Bonding modes, structures and fluxionality in rhodium and iridium tris(3,5-dimethylpyrazolyl)methane diene complexes

Abstract

The structures adopted by a range of hydrotris(3,5-dimethylpyrazolyl)methane complexes [ML₂{HC(pz′)₃}]⁺ (M = Rh, Ir; L₂ = diene) have been investigated.
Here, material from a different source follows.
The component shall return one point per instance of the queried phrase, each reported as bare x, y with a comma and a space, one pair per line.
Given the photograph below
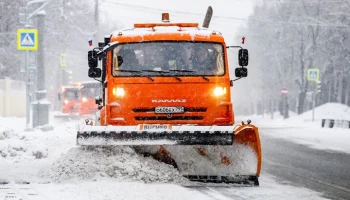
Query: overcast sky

There is low steric hindrance between ligands in [Rh(η-nbd){HC(pz′)₃}]⁺ (nbd = norbornadiene) and [Rh(η-dmbd){HC(pz′)₃}]⁺ (dmbd = 2,3-dimethylbuta-1,3-diene) resulting in κ³ co-ordination of the pyrazolylmethane. The complexes [M(η-cod){HC(pz′)₃}]⁺ (cod = cycloocta-1,5-diene) (M = Rh, Ir) are κ² co-ordinated with the free pyrazolyl ring positioned above and approximately parallel to the square plane about rhodium or iridium. The HC(pz′)₃ complexes undergo fast exchange of the co-ordinated and unco-ordinated pyrazolyl rings on the NMR spectroscopic timescale. However, for [Rh(η-dmbd){HC(pz′)₃}]⁺, the fluxional process is slowed at low temperatures, so that inequivalent pyrazolyl rings may be observed. A mechanism for the fluxional process is proposed involving dynamic interconversion between isomeric forms in solution. The bonding mode of the HC(pz′)₃ ligand can be determined by ¹³C NMR spectroscopy. The ¹³C chemical shifts (for the sp³ hybridised carbon of the ligand) show the general pattern, κ³ < 71.5 ppm < κ². The electrochemical behaviour of the pyrazolylmethane complexes is related to the degree of structural change, which occurs on electron transfer and is compared with that of the pyrazolylborate analogues.